1.0 Combinatorial problems (part 2)
1.1 The permanent of (0,1) matrices
This is a continuation of the previous report's tests with
the Kallman algorithm to compute the permanent of a (0,1) matrix. A discussion of other
alternatives, and why the Kallman algorithm is preferred, is discussed by Delic and Cash
in Computer Physics Communications, vol. 124, pp. 315-329, and the source code in question
is available from CPC.
Kallman's algorithm relies on packing the rows of a (0,1) matrix in the respective bits of
a word and then performs group operations on theses words, e.g. with masking operations,
or population count. While the Intel based architectures discussed here are limited
to 32 bit words, by a simple device, it is possible to spread row sizes longer than 32
columns across mutliple words. The version of the Kallman algorithm (KALLPC) studied here
employs this method.
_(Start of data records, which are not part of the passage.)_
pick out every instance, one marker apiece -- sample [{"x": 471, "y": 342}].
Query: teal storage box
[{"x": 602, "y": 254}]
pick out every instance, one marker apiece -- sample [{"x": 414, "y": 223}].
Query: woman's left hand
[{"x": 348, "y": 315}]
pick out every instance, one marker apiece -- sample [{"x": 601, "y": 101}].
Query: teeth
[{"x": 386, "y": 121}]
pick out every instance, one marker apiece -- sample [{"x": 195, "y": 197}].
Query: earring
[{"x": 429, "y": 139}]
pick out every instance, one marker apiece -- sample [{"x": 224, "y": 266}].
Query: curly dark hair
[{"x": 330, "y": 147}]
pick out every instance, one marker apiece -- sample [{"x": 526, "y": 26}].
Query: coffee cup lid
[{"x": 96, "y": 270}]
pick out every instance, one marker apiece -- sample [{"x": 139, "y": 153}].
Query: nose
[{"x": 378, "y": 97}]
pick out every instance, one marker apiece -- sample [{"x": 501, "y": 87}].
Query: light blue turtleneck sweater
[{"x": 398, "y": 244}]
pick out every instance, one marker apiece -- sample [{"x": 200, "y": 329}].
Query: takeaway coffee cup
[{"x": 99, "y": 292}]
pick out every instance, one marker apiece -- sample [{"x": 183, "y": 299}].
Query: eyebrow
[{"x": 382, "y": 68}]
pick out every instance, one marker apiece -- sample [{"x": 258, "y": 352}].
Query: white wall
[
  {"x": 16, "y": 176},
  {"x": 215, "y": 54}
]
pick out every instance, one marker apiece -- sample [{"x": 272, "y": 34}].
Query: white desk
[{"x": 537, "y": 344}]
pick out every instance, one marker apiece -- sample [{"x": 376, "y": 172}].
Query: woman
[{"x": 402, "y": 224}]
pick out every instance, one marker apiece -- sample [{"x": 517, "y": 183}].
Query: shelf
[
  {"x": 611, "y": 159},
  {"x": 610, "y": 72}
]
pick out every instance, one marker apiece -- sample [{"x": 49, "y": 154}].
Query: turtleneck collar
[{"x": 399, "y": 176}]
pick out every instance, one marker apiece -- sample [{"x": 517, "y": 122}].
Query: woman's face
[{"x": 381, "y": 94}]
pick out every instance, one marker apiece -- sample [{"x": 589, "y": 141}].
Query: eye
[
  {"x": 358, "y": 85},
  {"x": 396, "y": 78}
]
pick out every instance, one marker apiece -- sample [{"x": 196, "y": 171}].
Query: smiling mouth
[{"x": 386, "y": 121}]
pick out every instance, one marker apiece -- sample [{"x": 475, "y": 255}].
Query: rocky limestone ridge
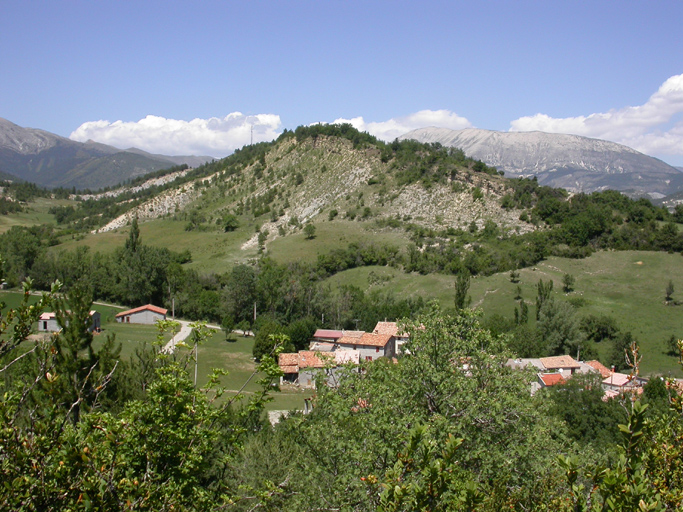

The 64 bit version (KALLC90) is a different source code (not
discussed in this report) and for 64 bit word platforms can deliver performance superior
to the IA-32 results shown here.
Table 1.1 shows results of CPU time for the KALLPC code compiled using two different
Fortran 90 compilers with the Linux operating system. KALLPC was executed in single
thread mode on a dual processor Intel Pentium III 933MHz workstation with a 256MB
on-processor L2 cache (this is the Flip Chip PGA version of the Pentium III). The KALLPC
application is CPU intensive, performs a small amount of I/O only at the beginning and end
of each run, and has modest memory requirements (~ 2 Mbytes). The Kallman algorithm runs
in scalar mode because of a complex branching structure that inhibits parallelization.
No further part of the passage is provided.